Even the “forever wild” lands of the state’s forest preserve were under pressure from illegal roads, cabins, garbage pits and increasing intrusion by snowmobiles, jeeps, float planes and motorboats.
Brad Edmondson’s aptly named book, “A Wild Idea,” tells the story of the modern movement to protect the Adirondacks. Timed for the 50th anniversary of the Adirondack Park Agency and based on more than 60 in-depth interviews with key players, the book recounts in vivid detail the Battle for the Adirondacks. (It was also previewed by Edmonson in the May/June Adirondack Explorer)
It all started with Laurance Rockefeller’s 1967 proposal to turn the central Adirondacks and High Peaks region into a national park. The idea was universally scorned, but it persuaded Laurance’s brother, Gov. Nelson Rockefeller, to set up a Temporary Study Commission on the Future of the Adirondacks which, over the next three years, documented the threats and opportunities confronting the park. In the words of its soft-spoken but iron-willed chairman, Harold K. Hochschild: “If the Adirondacks are to be saved, time is of the essence.”
‘Regulators and Rebels’
This spring, the Explorer ran a nine-part series that tells the story of the at-times contentious campaign to create the Adirondack Park Agency. Adapted from the book “A Wild Idea,” author Brad Edmondson interviewed more than 50 people who fought for and against the APA, some of whom have since died.
With strong support from the governor, the Adirondack Park Agency was established in 1971. The APA produced a management plan for the 2.3 million acres of forest preserve in 1972 and the following year completed its magnum opus, the Land Use and Development Plan for 3.5 million acres of private land.
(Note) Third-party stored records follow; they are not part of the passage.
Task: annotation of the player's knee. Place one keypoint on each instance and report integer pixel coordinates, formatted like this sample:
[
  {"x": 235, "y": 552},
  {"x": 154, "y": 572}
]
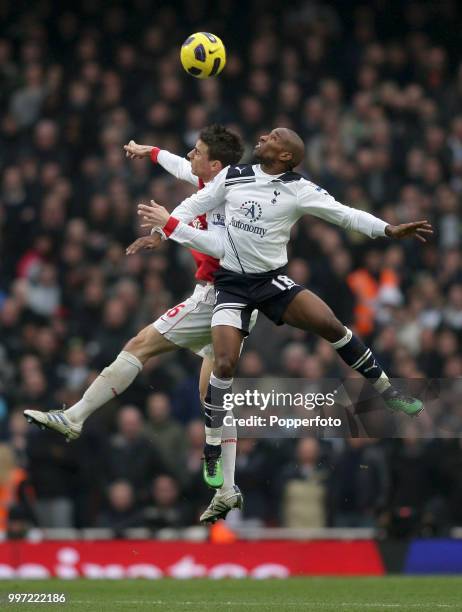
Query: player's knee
[
  {"x": 333, "y": 329},
  {"x": 224, "y": 366},
  {"x": 139, "y": 346}
]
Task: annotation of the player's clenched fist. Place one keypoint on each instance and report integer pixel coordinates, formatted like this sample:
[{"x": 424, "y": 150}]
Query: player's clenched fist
[
  {"x": 136, "y": 151},
  {"x": 153, "y": 215}
]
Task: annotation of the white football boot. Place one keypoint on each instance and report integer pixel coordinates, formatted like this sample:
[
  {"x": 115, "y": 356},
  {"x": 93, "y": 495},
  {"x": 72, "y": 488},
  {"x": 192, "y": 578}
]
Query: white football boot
[
  {"x": 221, "y": 504},
  {"x": 56, "y": 420}
]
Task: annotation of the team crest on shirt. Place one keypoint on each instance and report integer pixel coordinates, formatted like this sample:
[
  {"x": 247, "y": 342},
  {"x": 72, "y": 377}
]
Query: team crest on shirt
[
  {"x": 253, "y": 210},
  {"x": 218, "y": 219},
  {"x": 276, "y": 193}
]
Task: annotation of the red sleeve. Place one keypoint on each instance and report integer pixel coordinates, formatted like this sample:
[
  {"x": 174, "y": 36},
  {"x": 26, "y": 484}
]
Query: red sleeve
[
  {"x": 154, "y": 154},
  {"x": 170, "y": 226}
]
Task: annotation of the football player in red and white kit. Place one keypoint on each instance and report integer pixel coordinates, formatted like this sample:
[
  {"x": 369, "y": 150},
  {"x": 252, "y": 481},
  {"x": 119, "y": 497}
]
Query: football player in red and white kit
[{"x": 186, "y": 325}]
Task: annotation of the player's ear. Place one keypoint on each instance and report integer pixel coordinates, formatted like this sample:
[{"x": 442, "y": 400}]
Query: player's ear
[{"x": 285, "y": 156}]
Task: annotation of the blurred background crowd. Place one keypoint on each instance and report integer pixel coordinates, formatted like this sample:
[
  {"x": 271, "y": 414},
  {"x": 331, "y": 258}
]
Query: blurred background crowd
[{"x": 375, "y": 90}]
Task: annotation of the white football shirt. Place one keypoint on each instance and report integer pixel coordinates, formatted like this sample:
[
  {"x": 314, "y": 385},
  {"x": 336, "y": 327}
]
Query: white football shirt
[{"x": 257, "y": 211}]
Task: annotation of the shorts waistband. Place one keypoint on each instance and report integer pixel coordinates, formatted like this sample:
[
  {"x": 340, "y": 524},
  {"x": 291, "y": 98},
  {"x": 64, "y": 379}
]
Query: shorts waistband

What makes “A Wild Idea” especially engaging is its narrative style, with the battle over land-use regulation seen through the colorful cast of characters on both sides. Among the “good guys” (from the conservationist viewpoint) are George Davis, the supercharged ecologist in his mid-20s who left his graduate studies at Cornell to join the Study Commission. Three years later he became the first employee of the Adirondack Park Agency, headquartered in a rustic log building near Saranac Lake.
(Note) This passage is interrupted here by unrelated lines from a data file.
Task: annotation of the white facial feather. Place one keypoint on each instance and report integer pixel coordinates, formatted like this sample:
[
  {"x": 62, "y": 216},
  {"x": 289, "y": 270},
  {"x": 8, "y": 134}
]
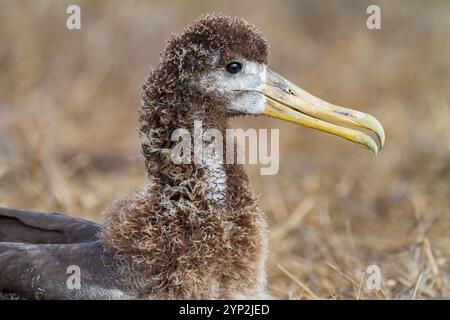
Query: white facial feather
[{"x": 243, "y": 88}]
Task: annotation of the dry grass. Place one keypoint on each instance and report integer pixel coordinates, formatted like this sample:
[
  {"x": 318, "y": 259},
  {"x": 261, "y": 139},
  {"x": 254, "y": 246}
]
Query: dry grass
[{"x": 68, "y": 103}]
Before undertaking his first task—a search for furniture—Davis had to improvise, using one crate of toilet paper as his desk and another to sit on. As the staff grew to a dozen young enthusiasts, a refrigerator full of beer kept them working late into the night to meet the tight deadlines for the two plans.
Many of those described in “A Wild Idea” were leaders in the fight against the APA and what they considered a violation of home rule and a taking of property rights. Not surprisingly, some of the staunchest opponents were land developers thwarted by the new restrictions (e.g., more than half the private lands were limited to 15 new houses per square mile).
The controversy raged on for years, long after the land-use plan had taken effect. Arsonists tried to burn down the agency’s log headquarters. Staff members had their tires slashed and some were even shot at during an inspection tour. A pile of horse manure was dumped at the agency’s front door with a sign proclaiming, “We’ve taken yours long enough, now here’s some of ours.”
Today, the antagonism has pretty much subsided. “Almost everyone in the park admits that some kind of regulatory authority is needed,” the author notes. Actually, it’s now the environmentalists who are complaining that the APA is not sufficiently rigorous in safeguarding the park. But Edmondson concludes with one indisputable fact: “The governance of the Adirondack Park has been praised, studied, and emulated by elected officials, planners and conservationists around the world.”
“A Wild Idea” is essential reading for anyone interested in how human beings can coexist in reasonable harmony with our natural world.
Dick Beamish is the founder and former publisher of Adirondack Explorer.